Our Torah and our siddur try (one might say desperately) to instill in us a love and appreciation for the natural world. Unfortunately, though, the modern world we live in somewhat blocks those feelings.
Think, for example, of a time when you were listening to a flock of birds in the morning. If the flock were large enough, the sound would have been almost deafening. But consider this: just in the past fifty years, the bird population in the U.S. has declined by 3 billion, roughly a quarter of the overall bird population. Our ancestors were far more accustomed than we are to a rich environment of bird movements, sounds, and colors.
Perhaps an even more extreme example is the night sky. In a city, you can only see about five of the brightest stars. Meh. Big deal.
If you were out in the desert though, with no light pollution, you would see what our ancestors saw: a swirling extravaganza with five thousand glowing stars and somewhere between 20 and 50 meteors on an average night—not to mention meteor showers, lunar eclipses, comets with their glowing tails visible for months, purple moons, etc., etc.

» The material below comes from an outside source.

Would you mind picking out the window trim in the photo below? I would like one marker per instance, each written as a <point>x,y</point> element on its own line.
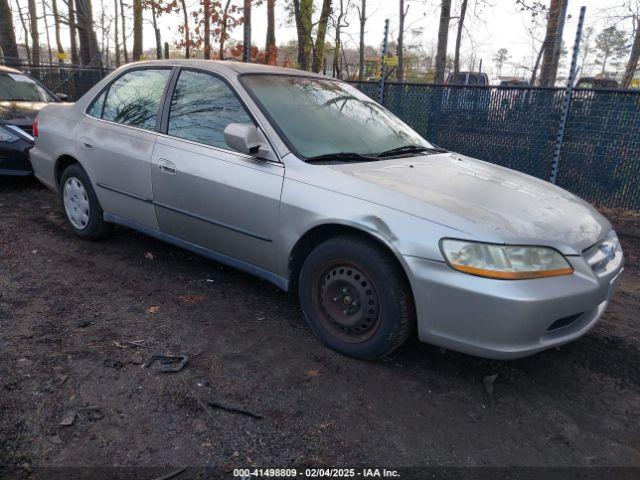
<point>108,86</point>
<point>166,110</point>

It was this experience our ancestors were thinking of when in the first blessing before the Shm’a (Maariv aravim) they praised G-d “Who places the stars in the dome of heaven.” Angela Abraham offers a modern take on the same feeling. She writes: “The night sky is how I came to wish to fly. It is the most beautiful art, alive with raw energy, a song for the eyes. At times I felt as if I could feel it vibrating somehow, whispering in a way the ears cannot hear. I guess it felt friendly when the world of people felt so devoid of love. I wanted to see it right, in three dimensions, see the sculpture of divine hands.”
So, putting these ideas in the context of the maariv service, one could perhaps say that the first thing we should realize after we are called to prayer is that we are living in a world that is a “sculpture of divine hands,” and bless the One Who made it so.